The Root Cause: Contradictory Knowledge Articles
Ahuja explained that Salesforce had published multiple “knowledge articles” on its public website that contained conflicting information. The AI agent, attempting to synthesize answers from this data, understandably produced unreliable results. “It wasn’t actually the agent. It was the agent that helped us identify a problem that always existed,” Ahuja stated.
Instead of abandoning the AI agent,Salesforce repurposed it. The agent was transformed into an “auditor agent” tasked with identifying inconsistencies and anomalies across the company’s public-facing content. Once the underlying data was cleaned and standardized,the AI agent was redeployed and functioned as intended.

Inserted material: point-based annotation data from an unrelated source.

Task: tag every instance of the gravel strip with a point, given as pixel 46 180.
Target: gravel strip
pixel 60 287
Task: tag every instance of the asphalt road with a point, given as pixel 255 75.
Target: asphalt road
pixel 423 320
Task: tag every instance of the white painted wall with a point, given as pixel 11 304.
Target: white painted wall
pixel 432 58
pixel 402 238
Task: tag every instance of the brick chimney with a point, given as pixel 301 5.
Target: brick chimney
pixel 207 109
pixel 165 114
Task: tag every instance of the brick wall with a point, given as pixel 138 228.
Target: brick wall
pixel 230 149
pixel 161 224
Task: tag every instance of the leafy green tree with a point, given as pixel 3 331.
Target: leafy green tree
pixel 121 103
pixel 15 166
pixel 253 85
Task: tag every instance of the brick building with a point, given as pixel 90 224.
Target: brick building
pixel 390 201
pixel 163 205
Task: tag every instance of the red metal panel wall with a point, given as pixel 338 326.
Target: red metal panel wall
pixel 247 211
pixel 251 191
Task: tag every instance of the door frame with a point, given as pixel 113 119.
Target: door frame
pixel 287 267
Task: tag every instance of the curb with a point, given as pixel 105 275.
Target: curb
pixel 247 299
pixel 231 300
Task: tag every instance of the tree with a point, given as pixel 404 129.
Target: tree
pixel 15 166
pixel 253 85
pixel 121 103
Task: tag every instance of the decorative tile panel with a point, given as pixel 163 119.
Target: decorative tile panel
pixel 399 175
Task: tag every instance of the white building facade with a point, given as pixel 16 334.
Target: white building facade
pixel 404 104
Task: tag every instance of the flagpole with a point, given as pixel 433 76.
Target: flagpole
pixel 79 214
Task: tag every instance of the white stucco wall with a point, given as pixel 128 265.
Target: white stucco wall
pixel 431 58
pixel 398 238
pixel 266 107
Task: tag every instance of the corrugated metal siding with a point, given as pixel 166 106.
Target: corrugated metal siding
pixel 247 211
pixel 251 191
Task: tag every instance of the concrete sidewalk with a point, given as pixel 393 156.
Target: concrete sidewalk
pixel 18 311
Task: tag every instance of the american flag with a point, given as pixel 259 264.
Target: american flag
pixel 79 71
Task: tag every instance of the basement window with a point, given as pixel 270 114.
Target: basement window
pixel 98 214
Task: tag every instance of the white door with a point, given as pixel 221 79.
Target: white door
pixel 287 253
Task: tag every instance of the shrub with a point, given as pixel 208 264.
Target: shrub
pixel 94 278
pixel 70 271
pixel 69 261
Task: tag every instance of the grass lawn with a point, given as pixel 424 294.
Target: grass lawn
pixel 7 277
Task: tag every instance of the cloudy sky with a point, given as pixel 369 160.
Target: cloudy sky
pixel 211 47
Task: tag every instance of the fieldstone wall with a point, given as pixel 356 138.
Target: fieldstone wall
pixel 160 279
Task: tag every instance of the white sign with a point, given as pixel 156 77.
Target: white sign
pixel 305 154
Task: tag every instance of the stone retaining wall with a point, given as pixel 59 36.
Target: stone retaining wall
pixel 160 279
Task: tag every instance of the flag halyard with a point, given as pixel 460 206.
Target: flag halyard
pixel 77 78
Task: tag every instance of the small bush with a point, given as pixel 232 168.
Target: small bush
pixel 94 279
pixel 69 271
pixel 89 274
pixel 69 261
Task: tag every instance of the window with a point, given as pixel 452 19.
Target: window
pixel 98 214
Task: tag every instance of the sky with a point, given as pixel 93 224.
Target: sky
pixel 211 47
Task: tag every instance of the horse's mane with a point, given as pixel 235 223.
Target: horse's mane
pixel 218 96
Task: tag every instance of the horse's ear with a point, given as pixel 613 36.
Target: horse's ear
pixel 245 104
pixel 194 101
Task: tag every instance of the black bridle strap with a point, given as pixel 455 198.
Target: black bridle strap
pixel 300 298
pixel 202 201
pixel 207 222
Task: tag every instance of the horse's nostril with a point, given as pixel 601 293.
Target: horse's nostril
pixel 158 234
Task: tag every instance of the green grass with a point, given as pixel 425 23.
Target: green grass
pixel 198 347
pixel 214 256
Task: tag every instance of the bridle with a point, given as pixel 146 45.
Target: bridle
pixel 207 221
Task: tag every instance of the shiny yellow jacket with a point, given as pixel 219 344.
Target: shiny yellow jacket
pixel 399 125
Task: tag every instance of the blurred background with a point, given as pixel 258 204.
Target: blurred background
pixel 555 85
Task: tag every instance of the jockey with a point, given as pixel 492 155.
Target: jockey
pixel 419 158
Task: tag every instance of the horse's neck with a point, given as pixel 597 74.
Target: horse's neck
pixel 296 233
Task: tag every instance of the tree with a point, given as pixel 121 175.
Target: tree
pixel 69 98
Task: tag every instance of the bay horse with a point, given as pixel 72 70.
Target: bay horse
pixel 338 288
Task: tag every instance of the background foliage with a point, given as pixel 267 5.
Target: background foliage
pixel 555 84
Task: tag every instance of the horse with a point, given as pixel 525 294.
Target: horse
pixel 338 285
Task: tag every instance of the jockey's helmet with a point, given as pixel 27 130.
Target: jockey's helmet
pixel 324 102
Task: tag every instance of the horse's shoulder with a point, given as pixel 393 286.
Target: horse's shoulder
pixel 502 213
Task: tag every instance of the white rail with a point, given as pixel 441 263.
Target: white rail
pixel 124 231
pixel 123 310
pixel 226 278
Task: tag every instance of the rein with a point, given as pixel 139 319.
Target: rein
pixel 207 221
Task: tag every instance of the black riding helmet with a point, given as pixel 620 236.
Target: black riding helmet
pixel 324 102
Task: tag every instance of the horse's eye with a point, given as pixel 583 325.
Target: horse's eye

Data Quality is Paramount for AI Success
This incident underscores a critical lesson for organizations implementing AI: the performance of AI models is directly tied to the quality of the data they are trained on. As Ahuja and other speakers at the conference emphasized, even the most refined AI algorithms are only as good as the information they receive.
poor data quality can manifest in several ways, including:
- Inconsistencies: Conflicting information across different data sources.
- Inaccuracies: Incorrect or outdated data.
- Completeness Issues: Missing data points.
- Duplication: Redundant data entries.
Addressing these issues requires a proactive data governance strategy, including regular data audits, standardization processes, and robust data validation procedures. Investing in data quality is no longer optional; it’s a prerequisite for successful AI implementation.
Implications for AI Deployment
The Salesforce experience highlights the importance of a phased approach to AI deployment. Rather than immediately launching AI-powered features to a broad audience, organizations should consider a controlled rollout with thorough monitoring and evaluation.This allows for the early detection of data quality issues and minimizes the risk of negative user experiences.
Furthermore, organizations should view AI not just as a tool for automation, but also as a tool for data quality improvement. AI agents can be leveraged to identify and flag data inconsistencies,helping to maintain a clean and reliable data foundation. This proactive approach can save significant time and resources in the long run.